Ben Wallace cited tech firms for staying happy to selling user data but not to give it to the administration which was being compelled to spend vast sums on de-radicalization plans, surveillance and other counter-terrorism actions.
“If they remain to be less than co-operative, we should look at something like a tax as a way of incentivizing them or compensating toward their inaction,” Wallace reported the Sunday Times newspaper in an interview.
His quotes did not give further particulars on tax plans. The newspaper said that any request would take the form of a surprise tax similar to that required on privatized services by former Prime Minister Tony Blair’s government in 1997.
Wallace challenged the tech giants of putting individual profit before public safety.
“We should stop assuming that because they sit on beanbags in T-shirts they are not heartless profiteers,” he said. “They will ruthlessly sell our data to loans and soft-porn companies but not give it to our democratically chosen government.”
Facebook executive Simon Milner denied the criticisms.
“Mr. Wallace is incorrect to say that we put profit before safety, especially in the fight against terrorism,” he said in an emailed statement. “We’ve spent millions of pounds in people and technology to identify and remove terrorist content.”
YouTube, which is controlled by Google, said it was doing more each day to tackle violent extremism.

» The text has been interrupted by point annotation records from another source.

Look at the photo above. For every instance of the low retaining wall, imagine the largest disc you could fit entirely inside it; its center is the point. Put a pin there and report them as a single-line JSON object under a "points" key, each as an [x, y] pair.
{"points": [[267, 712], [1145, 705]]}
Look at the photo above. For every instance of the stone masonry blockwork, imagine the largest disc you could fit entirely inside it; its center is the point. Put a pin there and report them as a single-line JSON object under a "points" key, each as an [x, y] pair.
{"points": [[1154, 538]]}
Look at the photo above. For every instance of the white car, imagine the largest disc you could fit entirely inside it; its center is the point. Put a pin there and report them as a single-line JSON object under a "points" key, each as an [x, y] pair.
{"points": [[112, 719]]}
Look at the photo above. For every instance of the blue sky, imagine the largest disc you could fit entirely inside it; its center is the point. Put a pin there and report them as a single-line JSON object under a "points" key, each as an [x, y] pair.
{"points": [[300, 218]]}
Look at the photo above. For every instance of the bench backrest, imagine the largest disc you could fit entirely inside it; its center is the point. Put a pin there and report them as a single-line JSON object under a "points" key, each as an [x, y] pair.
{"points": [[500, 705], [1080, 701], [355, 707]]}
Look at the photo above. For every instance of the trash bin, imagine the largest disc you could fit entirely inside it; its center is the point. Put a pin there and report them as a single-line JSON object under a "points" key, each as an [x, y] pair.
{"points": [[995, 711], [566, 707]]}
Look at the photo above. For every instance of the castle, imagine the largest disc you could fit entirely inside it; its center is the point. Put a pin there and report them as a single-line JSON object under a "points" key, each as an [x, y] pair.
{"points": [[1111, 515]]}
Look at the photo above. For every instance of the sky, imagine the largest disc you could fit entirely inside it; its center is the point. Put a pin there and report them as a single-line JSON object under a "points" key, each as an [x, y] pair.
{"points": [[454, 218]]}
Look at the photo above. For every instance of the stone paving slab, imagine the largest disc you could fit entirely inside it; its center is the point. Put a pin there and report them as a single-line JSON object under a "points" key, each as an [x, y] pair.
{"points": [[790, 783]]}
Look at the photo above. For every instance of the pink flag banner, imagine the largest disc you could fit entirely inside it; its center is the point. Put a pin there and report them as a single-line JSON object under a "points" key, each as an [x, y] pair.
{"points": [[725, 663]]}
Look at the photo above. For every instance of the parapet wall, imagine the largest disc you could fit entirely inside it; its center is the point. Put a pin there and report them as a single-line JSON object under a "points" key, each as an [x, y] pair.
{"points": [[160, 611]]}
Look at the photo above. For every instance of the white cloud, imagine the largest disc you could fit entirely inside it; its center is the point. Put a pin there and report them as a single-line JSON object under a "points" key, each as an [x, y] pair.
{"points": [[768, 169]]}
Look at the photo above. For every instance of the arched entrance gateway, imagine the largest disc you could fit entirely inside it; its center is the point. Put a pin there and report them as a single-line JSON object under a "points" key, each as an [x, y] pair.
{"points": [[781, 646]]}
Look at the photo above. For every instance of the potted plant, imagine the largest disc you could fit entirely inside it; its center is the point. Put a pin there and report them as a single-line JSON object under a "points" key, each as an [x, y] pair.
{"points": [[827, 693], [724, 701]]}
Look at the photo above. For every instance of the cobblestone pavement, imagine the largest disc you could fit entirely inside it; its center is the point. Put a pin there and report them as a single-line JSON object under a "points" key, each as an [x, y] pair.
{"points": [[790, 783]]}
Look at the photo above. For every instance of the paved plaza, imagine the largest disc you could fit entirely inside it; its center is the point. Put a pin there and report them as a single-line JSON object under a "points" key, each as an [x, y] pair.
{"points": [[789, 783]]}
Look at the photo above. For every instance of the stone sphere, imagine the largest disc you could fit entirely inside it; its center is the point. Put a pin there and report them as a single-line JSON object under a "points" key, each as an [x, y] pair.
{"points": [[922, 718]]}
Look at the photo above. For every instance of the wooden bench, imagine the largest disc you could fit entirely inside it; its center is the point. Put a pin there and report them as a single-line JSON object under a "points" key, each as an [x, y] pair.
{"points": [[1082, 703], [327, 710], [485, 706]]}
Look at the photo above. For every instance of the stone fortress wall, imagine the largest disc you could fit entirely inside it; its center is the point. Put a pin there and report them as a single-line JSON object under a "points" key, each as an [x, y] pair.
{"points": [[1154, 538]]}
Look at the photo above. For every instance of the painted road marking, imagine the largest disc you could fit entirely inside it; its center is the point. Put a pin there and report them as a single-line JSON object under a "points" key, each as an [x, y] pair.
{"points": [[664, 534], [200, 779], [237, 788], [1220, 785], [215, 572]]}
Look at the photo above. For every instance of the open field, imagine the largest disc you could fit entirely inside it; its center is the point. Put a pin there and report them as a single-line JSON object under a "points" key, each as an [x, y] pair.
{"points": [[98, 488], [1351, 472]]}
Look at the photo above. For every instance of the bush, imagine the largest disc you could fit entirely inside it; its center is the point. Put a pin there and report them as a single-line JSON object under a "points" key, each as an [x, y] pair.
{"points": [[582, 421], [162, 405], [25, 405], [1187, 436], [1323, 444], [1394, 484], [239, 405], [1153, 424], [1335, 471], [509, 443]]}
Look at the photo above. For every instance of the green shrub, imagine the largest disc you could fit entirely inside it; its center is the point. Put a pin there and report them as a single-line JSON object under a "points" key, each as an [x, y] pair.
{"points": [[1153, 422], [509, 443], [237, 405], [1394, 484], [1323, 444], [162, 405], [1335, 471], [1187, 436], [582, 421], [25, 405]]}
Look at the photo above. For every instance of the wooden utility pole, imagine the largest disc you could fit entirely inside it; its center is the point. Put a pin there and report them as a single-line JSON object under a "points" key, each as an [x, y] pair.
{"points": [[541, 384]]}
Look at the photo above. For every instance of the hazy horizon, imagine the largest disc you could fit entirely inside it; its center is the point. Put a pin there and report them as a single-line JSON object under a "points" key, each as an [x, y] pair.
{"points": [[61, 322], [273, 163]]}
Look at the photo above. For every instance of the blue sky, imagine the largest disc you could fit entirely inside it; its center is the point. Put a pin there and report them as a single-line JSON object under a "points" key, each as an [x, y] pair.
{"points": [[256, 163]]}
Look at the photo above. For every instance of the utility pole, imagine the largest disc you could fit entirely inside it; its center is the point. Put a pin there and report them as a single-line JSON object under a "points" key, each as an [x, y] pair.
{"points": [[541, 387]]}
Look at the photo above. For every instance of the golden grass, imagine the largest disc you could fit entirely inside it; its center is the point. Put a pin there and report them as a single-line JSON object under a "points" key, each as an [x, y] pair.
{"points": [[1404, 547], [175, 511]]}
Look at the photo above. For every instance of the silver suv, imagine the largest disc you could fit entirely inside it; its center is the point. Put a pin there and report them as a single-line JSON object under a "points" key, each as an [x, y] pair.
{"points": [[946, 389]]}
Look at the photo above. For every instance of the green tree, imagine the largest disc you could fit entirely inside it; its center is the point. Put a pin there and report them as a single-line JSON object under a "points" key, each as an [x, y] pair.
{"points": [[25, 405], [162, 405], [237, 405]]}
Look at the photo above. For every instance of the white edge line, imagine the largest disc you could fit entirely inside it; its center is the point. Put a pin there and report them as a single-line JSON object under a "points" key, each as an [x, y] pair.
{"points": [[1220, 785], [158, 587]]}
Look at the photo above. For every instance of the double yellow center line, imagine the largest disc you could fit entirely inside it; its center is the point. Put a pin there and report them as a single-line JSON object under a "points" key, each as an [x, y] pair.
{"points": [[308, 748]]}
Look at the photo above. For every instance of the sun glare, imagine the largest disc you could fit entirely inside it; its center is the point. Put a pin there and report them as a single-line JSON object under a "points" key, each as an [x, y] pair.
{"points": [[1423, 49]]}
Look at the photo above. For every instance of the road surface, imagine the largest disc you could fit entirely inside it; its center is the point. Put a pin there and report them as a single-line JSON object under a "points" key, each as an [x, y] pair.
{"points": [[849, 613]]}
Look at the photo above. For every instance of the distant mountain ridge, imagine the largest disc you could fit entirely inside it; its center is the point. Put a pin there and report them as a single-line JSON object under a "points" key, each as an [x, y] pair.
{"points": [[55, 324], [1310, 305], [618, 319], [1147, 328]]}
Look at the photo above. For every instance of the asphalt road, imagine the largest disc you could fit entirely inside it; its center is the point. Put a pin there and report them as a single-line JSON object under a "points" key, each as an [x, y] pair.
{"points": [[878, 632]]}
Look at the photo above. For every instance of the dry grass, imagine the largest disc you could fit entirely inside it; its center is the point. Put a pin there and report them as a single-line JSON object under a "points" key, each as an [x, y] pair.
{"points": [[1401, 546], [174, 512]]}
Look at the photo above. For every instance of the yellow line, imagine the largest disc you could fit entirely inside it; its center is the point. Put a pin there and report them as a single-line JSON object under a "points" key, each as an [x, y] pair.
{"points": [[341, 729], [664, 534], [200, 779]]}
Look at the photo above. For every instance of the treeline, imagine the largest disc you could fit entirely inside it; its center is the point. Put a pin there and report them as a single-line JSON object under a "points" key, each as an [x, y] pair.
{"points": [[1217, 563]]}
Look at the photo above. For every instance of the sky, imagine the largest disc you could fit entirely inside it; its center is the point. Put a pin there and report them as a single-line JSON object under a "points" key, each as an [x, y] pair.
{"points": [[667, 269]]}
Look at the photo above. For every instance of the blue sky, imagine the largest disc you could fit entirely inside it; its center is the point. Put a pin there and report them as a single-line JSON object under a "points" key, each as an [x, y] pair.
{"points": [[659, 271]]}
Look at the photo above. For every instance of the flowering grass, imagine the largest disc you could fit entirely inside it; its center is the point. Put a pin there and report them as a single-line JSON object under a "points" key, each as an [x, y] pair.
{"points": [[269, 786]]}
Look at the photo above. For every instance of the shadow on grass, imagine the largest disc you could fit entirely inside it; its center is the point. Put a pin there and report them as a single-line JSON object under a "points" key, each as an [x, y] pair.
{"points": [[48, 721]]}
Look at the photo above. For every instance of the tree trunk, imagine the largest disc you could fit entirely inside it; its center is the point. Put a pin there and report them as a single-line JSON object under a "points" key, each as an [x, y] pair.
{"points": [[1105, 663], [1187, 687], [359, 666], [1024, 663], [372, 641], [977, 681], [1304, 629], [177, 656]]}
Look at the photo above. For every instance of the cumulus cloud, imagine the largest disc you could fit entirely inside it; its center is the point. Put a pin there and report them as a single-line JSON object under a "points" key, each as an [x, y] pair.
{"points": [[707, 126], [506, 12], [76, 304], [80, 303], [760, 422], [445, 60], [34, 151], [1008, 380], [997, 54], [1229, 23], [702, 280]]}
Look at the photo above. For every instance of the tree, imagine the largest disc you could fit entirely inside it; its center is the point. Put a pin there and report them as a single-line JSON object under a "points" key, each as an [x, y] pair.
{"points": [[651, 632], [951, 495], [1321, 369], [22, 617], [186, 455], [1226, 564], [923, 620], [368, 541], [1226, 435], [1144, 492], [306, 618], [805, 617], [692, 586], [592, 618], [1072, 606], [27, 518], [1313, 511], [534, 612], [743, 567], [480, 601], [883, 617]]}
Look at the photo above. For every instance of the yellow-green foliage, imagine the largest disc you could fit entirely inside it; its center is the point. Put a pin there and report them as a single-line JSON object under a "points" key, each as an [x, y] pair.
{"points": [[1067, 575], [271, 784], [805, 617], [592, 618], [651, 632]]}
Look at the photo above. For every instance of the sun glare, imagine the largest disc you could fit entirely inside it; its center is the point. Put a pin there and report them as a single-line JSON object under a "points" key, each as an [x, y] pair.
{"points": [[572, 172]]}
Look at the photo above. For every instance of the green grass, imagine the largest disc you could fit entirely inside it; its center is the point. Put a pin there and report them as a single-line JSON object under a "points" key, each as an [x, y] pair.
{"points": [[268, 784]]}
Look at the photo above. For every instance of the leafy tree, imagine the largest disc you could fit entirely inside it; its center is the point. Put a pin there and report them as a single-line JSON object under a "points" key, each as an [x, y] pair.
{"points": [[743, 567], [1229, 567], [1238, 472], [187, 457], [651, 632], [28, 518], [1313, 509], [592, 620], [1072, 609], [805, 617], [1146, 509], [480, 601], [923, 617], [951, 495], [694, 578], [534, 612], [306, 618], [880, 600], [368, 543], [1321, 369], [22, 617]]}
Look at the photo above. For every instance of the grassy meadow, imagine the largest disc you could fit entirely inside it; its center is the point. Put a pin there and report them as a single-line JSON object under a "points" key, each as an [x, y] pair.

“Over the course of 2017 we have made important progress through funding in machine learning technology, recruiting more inspectors, building partnerships with experts and collaboration with other companies,” a YouTube spokeswoman said.
Britain endured a series of attacks by Islamic extremists between March and June this year that destroyed a total of 36 people, excluding the attackers.
Two involved vehicles cramming people on bridges in London, followed by attackers stabbing people. The deadliest, a bombing at an agreement in the northern city of Manchester, killed 22 people.
Following the second bridge attack, Prime Minister Theresa May introduced beefing up regulations on cyberspace, and weeks later interior minister Amber Rudd traveled to California to ask Silicon Valley to step up works against extremism.